Des familles ont espoir de voir une réforme de la police fin mai aux États-Unis

WASHINGTON — Des familles et des représentants d’hommes noirs tués par la police ont rencontré jeudi des sénateurs et des responsables de la Maison-Blanche — et sont ressortis optimistes de voir une réforme de la police être approuvée d’ici le 25 mai, jour de commémoration du meurtre de George Floyd à Minneapolis.

À la suite d’un discours devant la session conjointe du Congrès, mercredi soir, au cours duquel le président Joe Biden a demandé au Congrès d’approuver la réforme d’ici le 25 mai, les familles et leurs représentants ont rencontré le chef de la majorité au Sénat Chuck Schumer de New York, le sénateur démocrate Cory Booker du New Jersey, le sénateur républicain Tim Scott de Caroline du Sud et le sénateur républicain Lindsey Graham de Caroline du Sud.

«Ils ont dit qu’ils allaient faire tout ce qui était en leur pouvoir pour s’assurer qu’il y ait un projet de loi significatif qui puisse être déposé sur le bureau du président Biden», a déclaré l’avocat Ben Crump après une réunion à la Maison-Blanche jeudi après-midi.

Parmi les gens présents lors de ces entretiens figuraient des représentants et des membres de la famille de M. Floyd, Eric Garner, Terence Crutcher, Andrew Brown et Botham Jean — tous des hommes tués par la police. La mort de M. Floyd a déclenché des manifestations à travers le monde et des appels à tenir la police responsable après que le policier de Minneapolis Derek Chauvin a été filmé, avec son genou appuyé sur le cou de l’homme noir pendant plusieurs minutes. M. Chauvin a été reconnu coupable ce mois-ci de meurtre et d’homicide involontaire.

M. Crump a affirmé que les sénateurs s’étaient engagés envers les familles à adopter un projet de loi important. «C’est leur sang qui est dans cette législation», a déclaré M. Crump à propos des familles des victimes.

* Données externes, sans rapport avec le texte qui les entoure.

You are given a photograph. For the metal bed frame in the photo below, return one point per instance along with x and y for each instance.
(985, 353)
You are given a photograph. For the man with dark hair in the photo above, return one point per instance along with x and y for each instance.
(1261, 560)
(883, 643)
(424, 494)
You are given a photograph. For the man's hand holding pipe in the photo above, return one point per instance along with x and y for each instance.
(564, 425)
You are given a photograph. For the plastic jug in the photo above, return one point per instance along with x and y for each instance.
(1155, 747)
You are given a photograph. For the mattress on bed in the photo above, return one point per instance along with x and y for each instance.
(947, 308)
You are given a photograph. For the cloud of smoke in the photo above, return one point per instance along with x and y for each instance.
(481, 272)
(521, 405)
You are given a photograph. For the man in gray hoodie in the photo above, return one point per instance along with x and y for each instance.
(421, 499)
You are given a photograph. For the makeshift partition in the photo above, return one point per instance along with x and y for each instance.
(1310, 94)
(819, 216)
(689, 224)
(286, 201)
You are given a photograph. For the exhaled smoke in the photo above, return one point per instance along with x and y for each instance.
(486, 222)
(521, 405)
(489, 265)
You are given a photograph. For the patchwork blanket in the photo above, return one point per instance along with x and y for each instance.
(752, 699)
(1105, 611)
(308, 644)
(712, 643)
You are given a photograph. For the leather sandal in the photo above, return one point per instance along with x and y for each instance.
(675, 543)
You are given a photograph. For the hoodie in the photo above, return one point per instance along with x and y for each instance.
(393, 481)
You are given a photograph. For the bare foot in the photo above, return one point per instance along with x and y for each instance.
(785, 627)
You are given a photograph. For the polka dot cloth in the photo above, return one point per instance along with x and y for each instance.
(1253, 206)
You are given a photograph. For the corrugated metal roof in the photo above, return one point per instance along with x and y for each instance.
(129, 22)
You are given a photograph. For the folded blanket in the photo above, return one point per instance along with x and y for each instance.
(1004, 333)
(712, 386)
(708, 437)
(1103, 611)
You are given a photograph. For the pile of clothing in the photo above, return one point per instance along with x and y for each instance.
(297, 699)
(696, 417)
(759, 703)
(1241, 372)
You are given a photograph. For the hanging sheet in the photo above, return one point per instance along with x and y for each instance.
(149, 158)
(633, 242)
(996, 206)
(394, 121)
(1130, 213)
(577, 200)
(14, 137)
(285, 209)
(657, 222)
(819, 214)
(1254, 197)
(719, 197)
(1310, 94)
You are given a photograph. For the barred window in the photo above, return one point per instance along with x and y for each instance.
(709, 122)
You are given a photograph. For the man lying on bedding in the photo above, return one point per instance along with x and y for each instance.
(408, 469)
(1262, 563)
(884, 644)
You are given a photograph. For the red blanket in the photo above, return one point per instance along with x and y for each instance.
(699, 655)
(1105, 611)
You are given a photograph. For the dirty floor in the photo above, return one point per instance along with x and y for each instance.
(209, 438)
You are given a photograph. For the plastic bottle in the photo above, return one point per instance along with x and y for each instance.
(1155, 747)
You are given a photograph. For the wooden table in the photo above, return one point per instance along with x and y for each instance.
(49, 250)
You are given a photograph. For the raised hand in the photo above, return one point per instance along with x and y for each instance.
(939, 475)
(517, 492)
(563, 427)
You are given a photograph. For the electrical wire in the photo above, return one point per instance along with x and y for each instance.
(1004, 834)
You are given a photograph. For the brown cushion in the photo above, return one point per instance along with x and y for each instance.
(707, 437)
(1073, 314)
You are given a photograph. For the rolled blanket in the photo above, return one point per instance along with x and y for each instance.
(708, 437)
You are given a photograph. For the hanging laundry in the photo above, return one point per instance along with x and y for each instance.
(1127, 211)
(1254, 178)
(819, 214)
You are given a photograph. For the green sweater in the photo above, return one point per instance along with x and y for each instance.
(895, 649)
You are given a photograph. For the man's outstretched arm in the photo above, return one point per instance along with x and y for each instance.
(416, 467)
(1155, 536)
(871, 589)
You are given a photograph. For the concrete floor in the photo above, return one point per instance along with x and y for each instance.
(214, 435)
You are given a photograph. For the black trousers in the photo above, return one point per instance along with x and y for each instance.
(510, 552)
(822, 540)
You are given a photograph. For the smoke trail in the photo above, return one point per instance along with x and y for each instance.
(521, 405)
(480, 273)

Après les entretiens avec les sénateurs, les familles et leurs représentants ont rencontré Cedric Richmond, le directeur de l’engagement public de la Maison-Blanche; Susan Rice, directrice du Conseil de la politique intérieure; et Dana Remus, l’avocate de la Maison-Blanche.

La Loi George Floyd sur la justice dans le maintien de l’ordre — «George Floyd Justice in Policing Act» — bannirait les prises d’étranglement et l’«immunité qualifiée» pour les forces de l’ordre tout en créant des normes nationales pour le maintien de l’ordre dans le but de renforcer la responsabilité et la transparence.

La Chambre a adopté la mesure en mars, mais son sort reste incertain dans un Sénat divisé à parts égales entre démocrates et républicains alors que les pourparlers ont commencé.